In the context that will explore it during this post is the love you have for a girlfriend, wife, or fiance and how it relates to the Wedding Industry.
TV does a terrible job at portraying weddings as Love events. They portray weddings as money sucking, bad attitude getting, stressful, bad service oriented, bridezilla, negative events. But then again, they need drama to attract viewers.
And the term Bridezilla, that’s also another negative word that gets passed around from vendor to vendor. Most of the time, if you listen closely to the vendor telling a story about a bridezilla, you can tell that the bride was not happy with his service.
To me a bridezilla is bride who did not get what she paid for or what she expected. The wedding vendor did not meet her needs or expectations.
How can you do a wedding with that type of mentality week after week? After a while, I’m sure it’s so repetitive for some of these vendors, that they begin to forget that weddings are a celebration of a couple’s Love for each other.
I’m not saying that wedding vendors should let their hand be bent so far back that it breaks, but if something is misunderstood, or there is some kind of mis-communication between the bride and the vendor. Then things need to be explained in an apologetic, kind manner. Not in the, you-should’ve-known-matter-of-fact tone that a lot of vendors use. There are vendors that actually get mad and upset because their brides don’t understand exactly what they are paying for. It happens all the time. Who’s fault is it that the bride does not understand what she is paying for and what she needs to pay additional for?

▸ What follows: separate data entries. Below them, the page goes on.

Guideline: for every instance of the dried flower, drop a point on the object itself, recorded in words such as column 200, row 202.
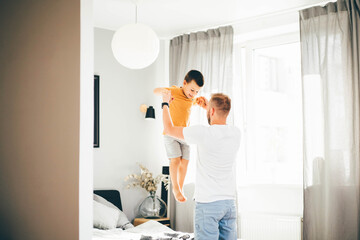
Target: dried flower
column 146, row 180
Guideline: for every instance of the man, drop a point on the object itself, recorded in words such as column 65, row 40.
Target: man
column 215, row 186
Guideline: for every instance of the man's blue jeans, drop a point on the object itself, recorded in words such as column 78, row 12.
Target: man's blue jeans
column 215, row 220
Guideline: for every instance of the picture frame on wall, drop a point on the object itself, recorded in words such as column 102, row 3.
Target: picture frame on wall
column 96, row 111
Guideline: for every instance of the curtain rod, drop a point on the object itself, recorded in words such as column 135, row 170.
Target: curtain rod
column 249, row 19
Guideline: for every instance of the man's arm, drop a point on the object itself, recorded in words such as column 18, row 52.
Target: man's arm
column 202, row 102
column 169, row 128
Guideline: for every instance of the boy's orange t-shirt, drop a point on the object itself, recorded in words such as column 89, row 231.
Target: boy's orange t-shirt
column 180, row 107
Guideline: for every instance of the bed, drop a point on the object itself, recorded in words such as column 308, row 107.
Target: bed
column 111, row 223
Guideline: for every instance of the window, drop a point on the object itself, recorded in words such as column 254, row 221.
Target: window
column 272, row 106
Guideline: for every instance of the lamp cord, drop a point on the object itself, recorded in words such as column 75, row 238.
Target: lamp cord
column 135, row 13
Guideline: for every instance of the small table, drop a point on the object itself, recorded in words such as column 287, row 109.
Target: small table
column 164, row 221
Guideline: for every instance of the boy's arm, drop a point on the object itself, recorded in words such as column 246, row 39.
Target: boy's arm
column 159, row 91
column 169, row 128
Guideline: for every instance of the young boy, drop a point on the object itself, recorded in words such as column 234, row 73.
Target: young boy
column 183, row 98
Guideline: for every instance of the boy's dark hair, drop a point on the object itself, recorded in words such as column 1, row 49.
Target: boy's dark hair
column 196, row 76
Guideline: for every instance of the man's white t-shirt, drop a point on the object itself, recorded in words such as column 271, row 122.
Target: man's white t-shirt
column 215, row 167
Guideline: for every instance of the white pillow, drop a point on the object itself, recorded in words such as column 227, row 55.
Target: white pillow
column 104, row 217
column 123, row 221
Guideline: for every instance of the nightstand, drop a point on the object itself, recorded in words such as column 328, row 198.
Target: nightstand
column 164, row 221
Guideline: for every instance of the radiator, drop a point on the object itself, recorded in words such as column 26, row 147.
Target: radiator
column 270, row 227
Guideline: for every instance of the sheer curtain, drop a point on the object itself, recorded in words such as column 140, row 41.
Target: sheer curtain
column 210, row 52
column 330, row 61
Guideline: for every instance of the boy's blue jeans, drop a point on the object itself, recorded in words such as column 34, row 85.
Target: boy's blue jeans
column 215, row 220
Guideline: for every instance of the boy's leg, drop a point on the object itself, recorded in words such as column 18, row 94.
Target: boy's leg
column 174, row 169
column 185, row 153
column 182, row 172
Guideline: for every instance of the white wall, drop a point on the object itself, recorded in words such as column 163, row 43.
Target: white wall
column 125, row 136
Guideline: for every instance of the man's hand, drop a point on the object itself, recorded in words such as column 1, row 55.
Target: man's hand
column 202, row 102
column 166, row 94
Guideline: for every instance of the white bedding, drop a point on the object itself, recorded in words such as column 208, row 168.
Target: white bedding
column 149, row 230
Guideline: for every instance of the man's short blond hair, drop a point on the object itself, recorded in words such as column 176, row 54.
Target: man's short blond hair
column 221, row 102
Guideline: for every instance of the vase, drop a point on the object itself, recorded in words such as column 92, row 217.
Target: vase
column 152, row 207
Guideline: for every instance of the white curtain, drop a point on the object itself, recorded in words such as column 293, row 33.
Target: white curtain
column 330, row 68
column 211, row 53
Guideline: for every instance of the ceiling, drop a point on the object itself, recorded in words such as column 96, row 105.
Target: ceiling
column 170, row 18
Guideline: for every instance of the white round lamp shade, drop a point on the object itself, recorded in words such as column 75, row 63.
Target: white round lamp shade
column 135, row 46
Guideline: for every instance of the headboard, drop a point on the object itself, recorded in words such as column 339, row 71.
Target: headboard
column 112, row 196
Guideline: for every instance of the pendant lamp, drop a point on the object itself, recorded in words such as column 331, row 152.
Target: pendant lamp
column 136, row 45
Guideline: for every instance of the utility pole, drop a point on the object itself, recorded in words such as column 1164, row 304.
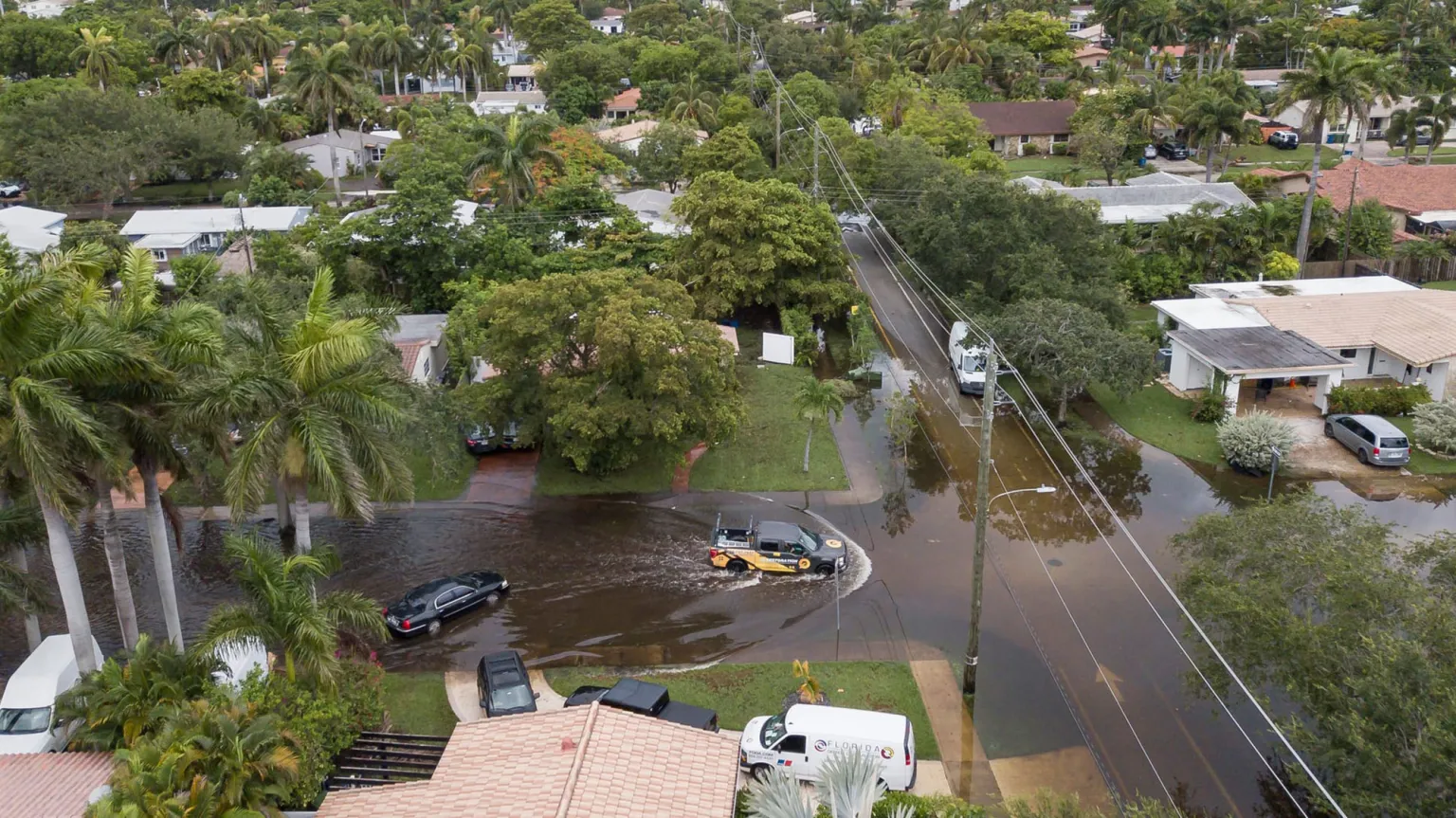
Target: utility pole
column 815, row 160
column 777, row 122
column 983, row 501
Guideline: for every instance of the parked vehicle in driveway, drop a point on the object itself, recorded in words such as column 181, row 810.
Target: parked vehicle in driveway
column 801, row 738
column 646, row 699
column 1374, row 438
column 429, row 605
column 1173, row 149
column 502, row 684
column 29, row 698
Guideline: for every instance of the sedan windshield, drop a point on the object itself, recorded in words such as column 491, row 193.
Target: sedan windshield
column 510, row 698
column 24, row 719
column 774, row 730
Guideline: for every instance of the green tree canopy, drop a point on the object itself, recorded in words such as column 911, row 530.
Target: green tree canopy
column 602, row 366
column 760, row 244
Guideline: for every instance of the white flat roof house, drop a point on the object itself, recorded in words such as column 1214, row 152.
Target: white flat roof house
column 31, row 230
column 1325, row 331
column 508, row 102
column 175, row 233
column 351, row 150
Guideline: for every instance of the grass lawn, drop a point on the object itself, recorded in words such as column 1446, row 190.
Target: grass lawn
column 1156, row 416
column 1423, row 464
column 417, row 703
column 743, row 692
column 768, row 451
column 649, row 475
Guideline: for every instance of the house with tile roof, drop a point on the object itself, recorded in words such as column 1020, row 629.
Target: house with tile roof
column 1320, row 332
column 53, row 785
column 1013, row 125
column 573, row 763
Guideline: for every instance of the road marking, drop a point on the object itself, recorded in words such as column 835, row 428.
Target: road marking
column 1111, row 680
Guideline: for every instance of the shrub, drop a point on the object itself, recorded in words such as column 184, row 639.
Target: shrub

In order to help brides celebrate their Love, their special day, the day they will remember for the rest of their lives, wedding vendors must, first love their brides and their families. It’s annoying to hear other DJ’s or other wedding vendors call their passionate brides; brideszillas, B-word brides, terrible headaches, etc… They are emotional human beings who want and expect the best, the day of their wedding.
If you, the bride, don’t feel loved, respected, or appreciated from your wedding vendor, you should demand it and expect it. You shouldn’t have to ask for it because a real wedding professional knows and understands that good customer service means to love your customer and to be of service to your customers.